There are about 30 different varieties and I call them all Pig Face but this one with flaming red stems is new to me. Every part of this plant is edible and/or medicinal – the leaves can be used like Aloe Vera to lessen stings and burns of the skin, as well as eaten raw or cooked. Pigface has been eaten and used extensively by the peoples of Australia for as long as there’s been people here. https://www.milkwood.net/2014/01/30/snacks-for-salty-sea-dogs-foraging-pigface/

Thursday 18th July

Another cold night and morning with that nasty south westerly wind still making life colder than it ought to be.

This morning I finally caught up with ex BIL John W. I caught John as he was preparing to collect some supplies for a coffee shop and cafe he owns in a shopping centre nearby. It is a busy coffee shop with a staff of around 4 to depending on the time of day. John sat down to chat when his phone rang. There was drama at the shop. It seems there was no gas. No gas for shopping centre. WT!!! There are normally 4 giant 45 Kg bottles which are used to supply to various stores but at this time of day it was the coffee shop most in need as they do deep frying and other cooking all on gas appliances. We drove to the centre and checked the gas bottles. All are empty. It seems the supplier has somehow forgotten to keep the bottles topped up and or replaced. They only have two trucks supplying gas for commercial premises. One was in Airlie Beach a 1.5 hour drive to the north and the other was at Moranbah a 2 hour drive to the west. It was lunch time and customers were queued to the door and getting annoyed. Those who wanted sandwiches or toasted sandwiches and coffee were getting served. Those who wanted the house specialities (Phillipino meals) were out of luck. John and I raced back to his house and collected a 9 Kg gas bottle and a gas burner and back to the store to get it set up. In the meantime the gas supplier had found another supplier willing to provide a 45 Kg bottle to get things working but it would be an hour before he arrived. That was my excitement for the morning.

John on the other hand had two days of excitement.

Here is the beginning of the story from RACQ CQ Rescue.
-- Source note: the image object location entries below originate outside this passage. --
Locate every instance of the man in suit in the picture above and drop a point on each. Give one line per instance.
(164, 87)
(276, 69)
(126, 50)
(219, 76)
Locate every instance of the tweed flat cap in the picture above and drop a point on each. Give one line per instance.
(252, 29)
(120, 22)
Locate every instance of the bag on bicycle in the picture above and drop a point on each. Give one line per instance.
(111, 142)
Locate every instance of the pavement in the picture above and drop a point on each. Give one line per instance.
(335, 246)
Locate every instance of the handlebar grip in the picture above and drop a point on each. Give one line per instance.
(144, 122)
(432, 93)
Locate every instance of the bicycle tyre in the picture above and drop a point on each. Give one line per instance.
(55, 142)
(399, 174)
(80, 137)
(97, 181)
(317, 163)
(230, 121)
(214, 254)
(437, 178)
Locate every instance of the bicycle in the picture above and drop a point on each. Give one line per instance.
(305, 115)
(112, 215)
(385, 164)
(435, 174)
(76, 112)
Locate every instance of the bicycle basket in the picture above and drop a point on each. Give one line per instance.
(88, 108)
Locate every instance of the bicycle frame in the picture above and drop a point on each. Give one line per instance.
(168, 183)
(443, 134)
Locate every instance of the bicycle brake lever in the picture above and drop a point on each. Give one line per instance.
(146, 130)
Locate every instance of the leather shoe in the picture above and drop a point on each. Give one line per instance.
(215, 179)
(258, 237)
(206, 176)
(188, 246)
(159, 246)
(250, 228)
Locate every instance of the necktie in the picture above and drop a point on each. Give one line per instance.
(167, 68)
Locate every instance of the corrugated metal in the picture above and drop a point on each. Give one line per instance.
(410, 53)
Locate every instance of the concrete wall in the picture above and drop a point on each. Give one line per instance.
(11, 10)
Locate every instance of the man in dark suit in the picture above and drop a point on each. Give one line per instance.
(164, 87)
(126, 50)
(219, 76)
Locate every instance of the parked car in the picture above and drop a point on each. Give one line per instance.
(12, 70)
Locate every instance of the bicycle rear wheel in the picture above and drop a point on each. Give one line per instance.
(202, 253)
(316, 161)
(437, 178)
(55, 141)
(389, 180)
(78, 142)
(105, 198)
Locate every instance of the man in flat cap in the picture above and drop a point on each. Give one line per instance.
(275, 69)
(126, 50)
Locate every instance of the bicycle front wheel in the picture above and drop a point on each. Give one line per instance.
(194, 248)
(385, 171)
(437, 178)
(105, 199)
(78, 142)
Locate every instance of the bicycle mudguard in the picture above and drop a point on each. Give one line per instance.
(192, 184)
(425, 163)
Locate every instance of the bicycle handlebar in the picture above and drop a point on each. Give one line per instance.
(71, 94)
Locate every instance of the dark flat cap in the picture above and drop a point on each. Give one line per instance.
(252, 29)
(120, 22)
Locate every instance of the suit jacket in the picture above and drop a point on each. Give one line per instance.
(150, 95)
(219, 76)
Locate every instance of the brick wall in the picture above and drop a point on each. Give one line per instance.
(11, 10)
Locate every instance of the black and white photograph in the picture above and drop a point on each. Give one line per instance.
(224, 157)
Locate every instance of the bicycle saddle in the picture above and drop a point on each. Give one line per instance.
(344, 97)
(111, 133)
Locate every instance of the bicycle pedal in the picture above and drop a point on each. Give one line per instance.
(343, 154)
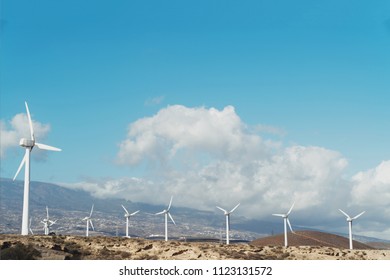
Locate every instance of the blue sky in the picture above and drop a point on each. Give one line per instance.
(298, 73)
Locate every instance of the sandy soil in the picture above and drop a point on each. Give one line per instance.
(112, 248)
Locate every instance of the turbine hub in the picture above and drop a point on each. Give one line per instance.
(26, 143)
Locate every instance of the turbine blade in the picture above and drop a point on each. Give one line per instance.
(47, 147)
(125, 210)
(345, 214)
(231, 211)
(289, 224)
(278, 215)
(20, 166)
(357, 216)
(30, 122)
(221, 209)
(289, 211)
(170, 216)
(170, 204)
(90, 221)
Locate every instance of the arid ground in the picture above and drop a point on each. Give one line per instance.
(116, 248)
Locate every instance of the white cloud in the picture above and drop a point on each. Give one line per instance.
(208, 132)
(154, 100)
(214, 158)
(12, 131)
(371, 190)
(208, 157)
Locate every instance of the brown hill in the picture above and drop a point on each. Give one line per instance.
(310, 238)
(116, 248)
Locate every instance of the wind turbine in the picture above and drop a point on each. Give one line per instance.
(349, 220)
(29, 144)
(166, 213)
(286, 221)
(47, 223)
(29, 227)
(127, 216)
(227, 214)
(89, 221)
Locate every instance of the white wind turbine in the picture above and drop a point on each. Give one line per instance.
(349, 220)
(28, 144)
(89, 222)
(29, 227)
(166, 214)
(47, 223)
(127, 216)
(286, 221)
(227, 214)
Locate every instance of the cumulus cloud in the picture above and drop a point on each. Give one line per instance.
(207, 157)
(208, 132)
(371, 189)
(15, 129)
(214, 157)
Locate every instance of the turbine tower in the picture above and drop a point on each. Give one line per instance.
(29, 227)
(127, 216)
(227, 214)
(89, 222)
(286, 221)
(29, 144)
(166, 214)
(349, 220)
(47, 223)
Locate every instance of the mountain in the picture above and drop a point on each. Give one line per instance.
(70, 206)
(310, 238)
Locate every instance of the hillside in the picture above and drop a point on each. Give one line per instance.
(309, 238)
(115, 248)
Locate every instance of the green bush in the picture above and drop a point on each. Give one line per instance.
(18, 251)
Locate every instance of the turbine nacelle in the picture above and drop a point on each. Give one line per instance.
(26, 143)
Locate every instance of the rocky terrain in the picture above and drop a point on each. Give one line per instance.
(117, 248)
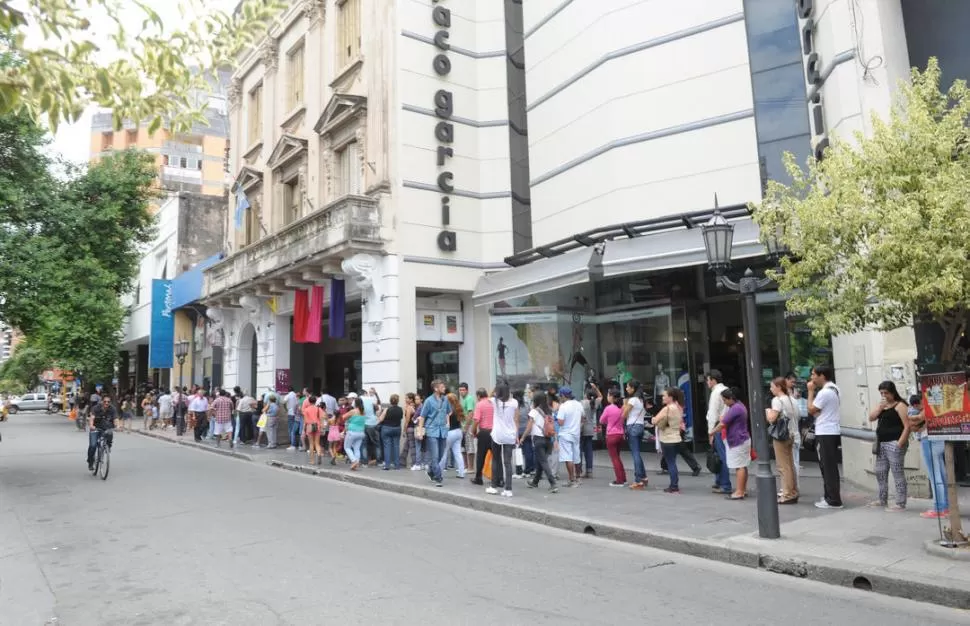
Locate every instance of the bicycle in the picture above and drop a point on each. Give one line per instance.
(102, 457)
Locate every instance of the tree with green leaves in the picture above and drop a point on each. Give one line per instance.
(69, 249)
(879, 230)
(119, 54)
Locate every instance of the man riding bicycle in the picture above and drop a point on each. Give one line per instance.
(101, 420)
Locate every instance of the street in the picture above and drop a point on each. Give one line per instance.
(179, 536)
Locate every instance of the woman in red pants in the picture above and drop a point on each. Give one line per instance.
(612, 418)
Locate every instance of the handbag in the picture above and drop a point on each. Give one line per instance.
(779, 430)
(713, 461)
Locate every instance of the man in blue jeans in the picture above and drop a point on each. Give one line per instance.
(434, 418)
(715, 409)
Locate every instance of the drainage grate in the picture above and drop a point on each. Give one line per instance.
(873, 540)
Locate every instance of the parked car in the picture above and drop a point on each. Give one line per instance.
(29, 402)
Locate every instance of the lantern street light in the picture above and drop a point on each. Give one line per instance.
(181, 351)
(718, 241)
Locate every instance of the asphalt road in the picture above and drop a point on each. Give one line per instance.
(179, 536)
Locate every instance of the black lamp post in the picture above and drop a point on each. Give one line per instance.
(181, 351)
(718, 241)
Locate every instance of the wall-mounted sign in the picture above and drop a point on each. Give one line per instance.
(444, 130)
(161, 341)
(946, 405)
(440, 325)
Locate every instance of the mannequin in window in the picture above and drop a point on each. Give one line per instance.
(660, 382)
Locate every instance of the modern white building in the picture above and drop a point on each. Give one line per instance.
(514, 189)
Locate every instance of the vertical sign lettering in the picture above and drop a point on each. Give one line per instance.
(444, 131)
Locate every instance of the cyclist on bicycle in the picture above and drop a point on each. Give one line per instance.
(100, 422)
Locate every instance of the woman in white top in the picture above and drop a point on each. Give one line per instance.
(634, 412)
(505, 429)
(783, 407)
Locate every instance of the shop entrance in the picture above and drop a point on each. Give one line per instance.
(437, 360)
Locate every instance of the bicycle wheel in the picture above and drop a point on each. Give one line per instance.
(105, 464)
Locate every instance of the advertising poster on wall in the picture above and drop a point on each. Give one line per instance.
(282, 380)
(946, 405)
(161, 341)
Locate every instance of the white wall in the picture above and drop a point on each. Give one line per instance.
(481, 161)
(581, 103)
(852, 93)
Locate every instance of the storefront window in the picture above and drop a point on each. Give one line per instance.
(525, 349)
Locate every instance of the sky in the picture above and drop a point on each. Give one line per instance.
(73, 141)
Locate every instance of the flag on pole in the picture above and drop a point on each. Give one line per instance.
(242, 203)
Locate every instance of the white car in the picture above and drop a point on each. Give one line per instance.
(29, 402)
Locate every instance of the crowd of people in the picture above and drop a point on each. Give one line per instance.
(500, 435)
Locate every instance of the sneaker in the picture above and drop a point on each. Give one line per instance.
(822, 504)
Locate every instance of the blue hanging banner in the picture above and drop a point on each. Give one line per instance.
(161, 341)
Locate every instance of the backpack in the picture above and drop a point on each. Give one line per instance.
(549, 427)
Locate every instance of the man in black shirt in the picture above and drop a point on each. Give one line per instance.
(100, 422)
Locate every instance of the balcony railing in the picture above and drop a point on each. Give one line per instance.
(347, 225)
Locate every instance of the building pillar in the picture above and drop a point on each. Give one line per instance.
(124, 362)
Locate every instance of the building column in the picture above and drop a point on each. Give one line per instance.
(378, 279)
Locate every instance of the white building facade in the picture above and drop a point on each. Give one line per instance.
(514, 190)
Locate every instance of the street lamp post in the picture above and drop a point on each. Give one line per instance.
(718, 241)
(181, 351)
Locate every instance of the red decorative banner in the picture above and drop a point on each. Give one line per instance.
(946, 406)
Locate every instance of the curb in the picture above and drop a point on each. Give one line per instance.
(819, 570)
(198, 446)
(932, 546)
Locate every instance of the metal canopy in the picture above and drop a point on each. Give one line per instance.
(546, 274)
(628, 230)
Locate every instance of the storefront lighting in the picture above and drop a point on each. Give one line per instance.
(718, 241)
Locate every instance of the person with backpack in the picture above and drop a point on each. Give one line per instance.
(614, 424)
(540, 428)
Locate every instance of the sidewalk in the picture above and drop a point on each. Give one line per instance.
(867, 548)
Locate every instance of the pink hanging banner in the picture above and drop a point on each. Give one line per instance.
(314, 325)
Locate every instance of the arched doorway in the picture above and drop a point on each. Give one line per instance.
(246, 364)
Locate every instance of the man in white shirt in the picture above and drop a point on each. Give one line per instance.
(715, 409)
(291, 402)
(165, 408)
(570, 418)
(199, 406)
(826, 405)
(329, 404)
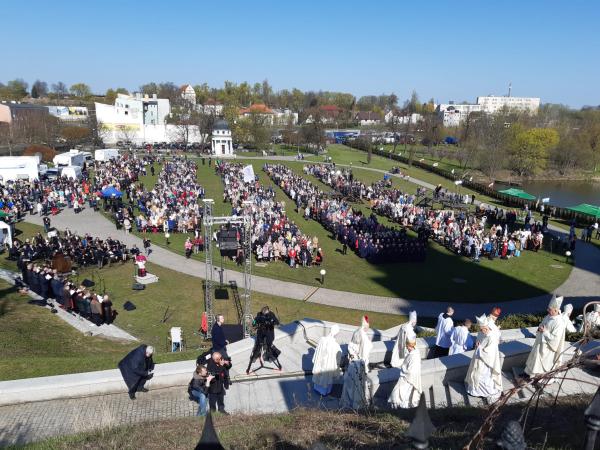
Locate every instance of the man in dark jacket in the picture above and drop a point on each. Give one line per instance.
(218, 336)
(218, 367)
(137, 368)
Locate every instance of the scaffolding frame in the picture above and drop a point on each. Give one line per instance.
(209, 221)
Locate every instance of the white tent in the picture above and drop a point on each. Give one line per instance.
(5, 234)
(19, 167)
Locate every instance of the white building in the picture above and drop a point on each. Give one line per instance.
(140, 119)
(188, 93)
(222, 143)
(284, 117)
(453, 115)
(211, 107)
(492, 104)
(401, 118)
(69, 113)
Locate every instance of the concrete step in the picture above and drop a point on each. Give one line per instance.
(458, 394)
(441, 395)
(527, 391)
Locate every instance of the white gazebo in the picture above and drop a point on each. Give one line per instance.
(222, 143)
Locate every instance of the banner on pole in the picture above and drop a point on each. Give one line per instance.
(248, 172)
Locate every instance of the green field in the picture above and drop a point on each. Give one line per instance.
(37, 343)
(443, 277)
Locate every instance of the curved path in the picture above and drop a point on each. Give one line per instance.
(580, 287)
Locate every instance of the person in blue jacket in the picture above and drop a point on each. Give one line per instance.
(137, 368)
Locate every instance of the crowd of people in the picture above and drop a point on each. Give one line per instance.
(489, 232)
(364, 235)
(170, 206)
(46, 265)
(274, 236)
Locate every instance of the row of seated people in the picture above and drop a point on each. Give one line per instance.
(81, 250)
(47, 283)
(364, 235)
(298, 255)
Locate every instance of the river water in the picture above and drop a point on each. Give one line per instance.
(563, 193)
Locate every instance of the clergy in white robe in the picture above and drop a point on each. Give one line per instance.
(406, 333)
(592, 318)
(443, 329)
(492, 318)
(326, 362)
(484, 377)
(355, 390)
(569, 327)
(363, 342)
(461, 339)
(407, 392)
(549, 341)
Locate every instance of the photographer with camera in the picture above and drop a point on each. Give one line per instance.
(137, 368)
(218, 368)
(265, 323)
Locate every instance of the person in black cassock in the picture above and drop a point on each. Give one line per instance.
(218, 367)
(137, 368)
(218, 336)
(265, 323)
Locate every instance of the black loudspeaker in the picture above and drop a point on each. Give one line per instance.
(128, 306)
(228, 243)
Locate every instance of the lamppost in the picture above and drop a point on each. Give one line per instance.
(323, 273)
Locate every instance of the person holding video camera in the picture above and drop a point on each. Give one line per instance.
(218, 368)
(265, 323)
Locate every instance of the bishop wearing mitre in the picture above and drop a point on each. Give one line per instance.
(484, 377)
(549, 341)
(406, 333)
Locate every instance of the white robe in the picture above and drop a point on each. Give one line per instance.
(484, 377)
(545, 354)
(407, 392)
(443, 330)
(363, 341)
(354, 392)
(569, 327)
(326, 363)
(461, 340)
(399, 352)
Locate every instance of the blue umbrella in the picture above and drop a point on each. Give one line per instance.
(111, 191)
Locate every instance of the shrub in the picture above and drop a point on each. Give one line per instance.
(520, 321)
(47, 153)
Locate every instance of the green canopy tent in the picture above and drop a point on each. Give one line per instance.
(584, 208)
(519, 193)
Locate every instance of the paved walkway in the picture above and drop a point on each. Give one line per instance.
(108, 331)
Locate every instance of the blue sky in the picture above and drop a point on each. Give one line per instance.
(448, 50)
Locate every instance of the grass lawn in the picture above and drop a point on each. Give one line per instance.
(37, 343)
(443, 277)
(558, 427)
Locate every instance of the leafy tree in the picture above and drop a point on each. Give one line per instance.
(149, 88)
(80, 90)
(14, 90)
(111, 95)
(39, 89)
(529, 149)
(60, 89)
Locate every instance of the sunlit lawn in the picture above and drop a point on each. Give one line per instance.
(443, 277)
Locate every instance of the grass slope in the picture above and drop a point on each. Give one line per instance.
(436, 279)
(561, 427)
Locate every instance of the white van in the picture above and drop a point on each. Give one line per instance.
(73, 172)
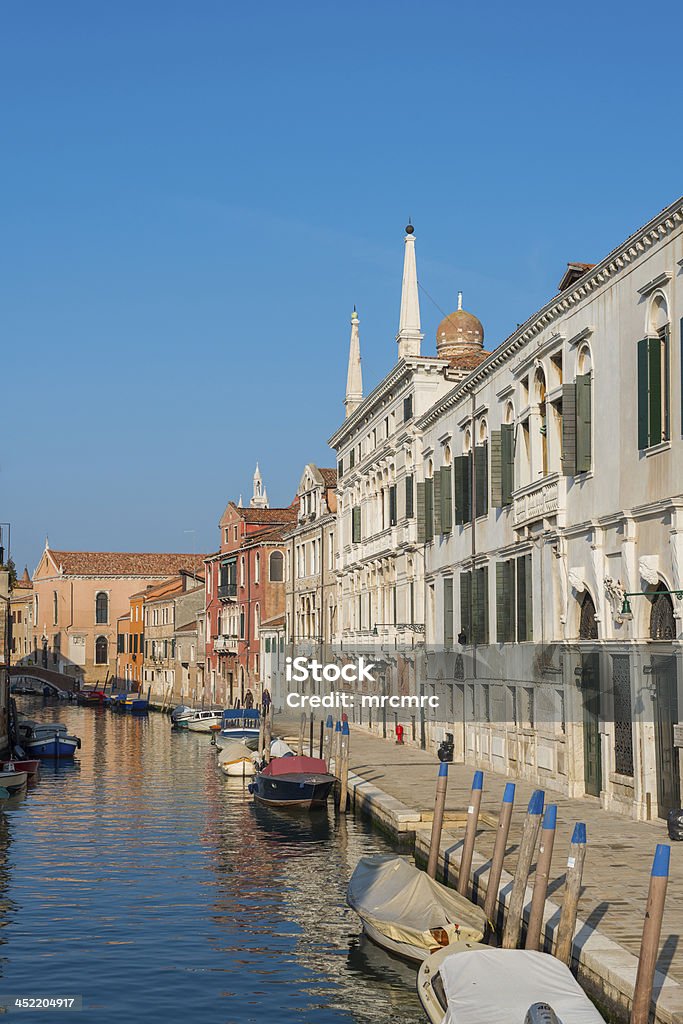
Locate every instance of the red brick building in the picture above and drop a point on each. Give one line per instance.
(245, 587)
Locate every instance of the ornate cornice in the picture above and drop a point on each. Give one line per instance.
(614, 263)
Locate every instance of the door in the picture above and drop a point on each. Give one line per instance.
(666, 717)
(590, 680)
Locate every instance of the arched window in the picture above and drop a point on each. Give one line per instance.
(276, 566)
(101, 650)
(102, 607)
(663, 624)
(588, 628)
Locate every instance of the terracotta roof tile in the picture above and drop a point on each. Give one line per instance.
(124, 562)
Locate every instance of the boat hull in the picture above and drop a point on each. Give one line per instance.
(59, 745)
(306, 793)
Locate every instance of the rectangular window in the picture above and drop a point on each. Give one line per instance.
(392, 505)
(355, 524)
(447, 613)
(410, 498)
(524, 599)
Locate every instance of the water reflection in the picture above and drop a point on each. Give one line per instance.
(145, 881)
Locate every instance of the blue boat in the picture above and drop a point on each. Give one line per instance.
(296, 781)
(242, 723)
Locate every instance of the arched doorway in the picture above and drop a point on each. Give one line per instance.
(590, 685)
(663, 628)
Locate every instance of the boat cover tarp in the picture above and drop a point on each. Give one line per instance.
(235, 751)
(404, 903)
(500, 985)
(296, 765)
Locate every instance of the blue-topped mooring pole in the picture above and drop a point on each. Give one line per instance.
(470, 834)
(542, 878)
(649, 943)
(513, 922)
(493, 886)
(574, 873)
(437, 823)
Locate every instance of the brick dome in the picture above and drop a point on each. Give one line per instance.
(460, 338)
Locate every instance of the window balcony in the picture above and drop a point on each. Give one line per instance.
(226, 644)
(544, 500)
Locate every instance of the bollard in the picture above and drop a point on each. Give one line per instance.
(470, 834)
(343, 769)
(499, 852)
(649, 943)
(571, 893)
(302, 732)
(526, 847)
(437, 823)
(542, 878)
(327, 750)
(267, 734)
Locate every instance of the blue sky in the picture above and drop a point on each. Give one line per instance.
(197, 194)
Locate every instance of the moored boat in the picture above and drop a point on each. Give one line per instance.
(469, 983)
(237, 760)
(204, 721)
(293, 781)
(11, 779)
(409, 913)
(241, 723)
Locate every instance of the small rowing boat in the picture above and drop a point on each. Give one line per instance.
(407, 912)
(294, 782)
(471, 983)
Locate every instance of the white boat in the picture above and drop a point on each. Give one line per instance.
(204, 721)
(236, 759)
(409, 913)
(470, 983)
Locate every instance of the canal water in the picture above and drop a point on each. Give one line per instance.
(143, 881)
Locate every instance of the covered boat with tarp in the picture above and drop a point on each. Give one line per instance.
(294, 782)
(408, 912)
(508, 986)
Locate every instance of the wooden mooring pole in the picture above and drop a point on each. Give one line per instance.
(513, 922)
(649, 943)
(571, 893)
(499, 852)
(542, 878)
(437, 823)
(343, 768)
(470, 834)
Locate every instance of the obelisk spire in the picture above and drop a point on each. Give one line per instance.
(354, 375)
(409, 336)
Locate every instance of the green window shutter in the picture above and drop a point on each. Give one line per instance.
(505, 601)
(569, 429)
(437, 504)
(466, 605)
(497, 469)
(480, 606)
(422, 530)
(654, 390)
(429, 510)
(584, 427)
(355, 523)
(481, 479)
(446, 501)
(410, 504)
(508, 463)
(447, 613)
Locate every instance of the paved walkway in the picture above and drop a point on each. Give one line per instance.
(619, 855)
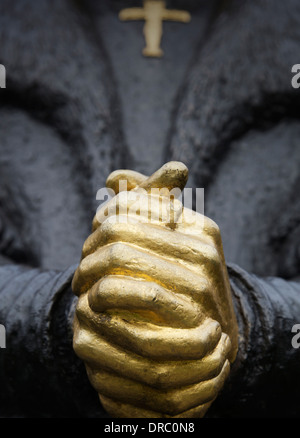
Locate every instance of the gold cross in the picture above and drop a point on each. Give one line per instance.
(154, 13)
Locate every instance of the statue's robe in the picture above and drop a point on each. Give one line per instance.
(81, 102)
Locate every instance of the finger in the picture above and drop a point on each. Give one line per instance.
(118, 409)
(123, 259)
(190, 252)
(149, 340)
(172, 402)
(146, 208)
(100, 353)
(148, 298)
(132, 178)
(172, 175)
(140, 206)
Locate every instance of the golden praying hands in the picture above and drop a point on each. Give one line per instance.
(154, 323)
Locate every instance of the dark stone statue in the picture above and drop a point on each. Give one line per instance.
(81, 101)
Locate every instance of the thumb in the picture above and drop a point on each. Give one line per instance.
(173, 174)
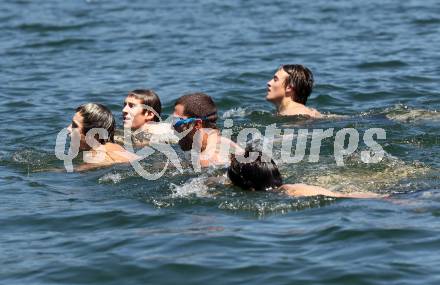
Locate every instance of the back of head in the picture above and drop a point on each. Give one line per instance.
(199, 105)
(301, 80)
(259, 175)
(97, 116)
(148, 98)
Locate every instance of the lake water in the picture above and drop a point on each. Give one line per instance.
(375, 65)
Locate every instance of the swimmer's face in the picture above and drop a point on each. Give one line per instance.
(276, 89)
(75, 130)
(133, 114)
(186, 142)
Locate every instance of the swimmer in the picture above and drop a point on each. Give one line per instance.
(197, 114)
(289, 89)
(262, 175)
(105, 152)
(143, 122)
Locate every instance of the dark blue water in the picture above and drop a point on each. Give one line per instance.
(375, 63)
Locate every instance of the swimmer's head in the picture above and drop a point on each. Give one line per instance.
(258, 175)
(90, 116)
(134, 114)
(194, 111)
(291, 80)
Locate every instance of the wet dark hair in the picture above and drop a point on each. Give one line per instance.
(199, 105)
(259, 175)
(301, 79)
(97, 116)
(149, 98)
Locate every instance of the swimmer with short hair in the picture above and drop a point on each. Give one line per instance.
(262, 175)
(289, 90)
(196, 114)
(141, 116)
(105, 152)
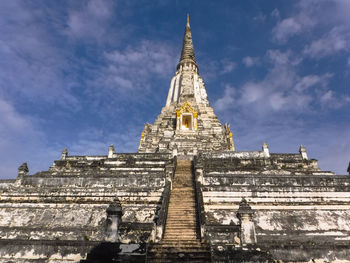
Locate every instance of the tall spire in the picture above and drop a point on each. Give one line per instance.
(187, 54)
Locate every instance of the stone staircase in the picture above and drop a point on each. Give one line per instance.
(180, 242)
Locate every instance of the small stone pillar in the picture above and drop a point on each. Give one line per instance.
(175, 150)
(114, 218)
(303, 153)
(64, 154)
(265, 149)
(111, 151)
(245, 216)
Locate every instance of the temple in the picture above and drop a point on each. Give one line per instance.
(187, 124)
(187, 195)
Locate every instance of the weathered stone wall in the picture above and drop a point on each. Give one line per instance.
(300, 212)
(60, 215)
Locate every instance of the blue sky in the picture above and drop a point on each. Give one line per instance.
(87, 74)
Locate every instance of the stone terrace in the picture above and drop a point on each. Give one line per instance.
(305, 210)
(65, 207)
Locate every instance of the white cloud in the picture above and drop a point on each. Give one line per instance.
(132, 69)
(283, 89)
(228, 66)
(31, 65)
(336, 40)
(332, 100)
(227, 101)
(21, 141)
(260, 18)
(250, 61)
(276, 13)
(90, 19)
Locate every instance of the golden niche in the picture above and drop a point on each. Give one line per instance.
(186, 117)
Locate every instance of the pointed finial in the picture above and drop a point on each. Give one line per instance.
(111, 151)
(187, 54)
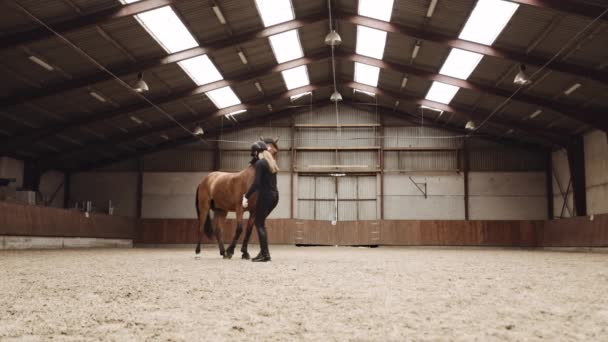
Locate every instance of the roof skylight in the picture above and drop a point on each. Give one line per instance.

The rescue helicopter landed on the sandy shore of the island, 35km north-east of Mackay, to find a 7.3 metre catamaran beached, a man and his two dogs the sole occupants.
The sailor reported he’d been stranded since Saturday night after six foot waves blew in damaging the vessel and washing him ashore in the north-western bay of the island.
With plenty of supplies on board, he didn’t activate his EPIRB until today after he suffered a fall.
The gent refused transport as he didn’t want to leave his dogs and was late this afternoon being assisted by the good folk at Volunteer Marine Rescue (VMR).

170719 cq rescue
Stranded with a damaged hull on Keswick Island. Thanks to the CQ Rescue Facebook site for the photo.

He and his poodles were rescued by VMR and brought back to Mackay but he was concerned the damage to the catamaran would involve a major recovery but in the meantime was concerned his boat would be stripped of all its goodies. Enter John who was asked if he knew somebody with a large boat capable of bringing loads of goods back. As luck was with him there was such a man in the coffee shop that day with a new Haines who was willing to bring home the belongings but on approaching the island it was found the conditions were too rough to attempt bring the boat onto the beach. While the skipper brought the boat close enough to shore to allow John and his friend to wade (actually it was more like swim ashore) in chest deep water to begin stripping everything off the catamaran. Meanwhile the skipper of the rescue Haines became seasick in the conditions. After most of the day was spent loading the Haines the trio spent a rough seasick passage back to Mackay.

After telling me the story John introduced me to the Catamaran owner and the Haines owner who are both regular diners at the coffee shop.

After lunch friends Ron and Eileen W from our motorhoming days arrived for a coffee and a catch up since our last meeting which after discussing realised it was early in 2013.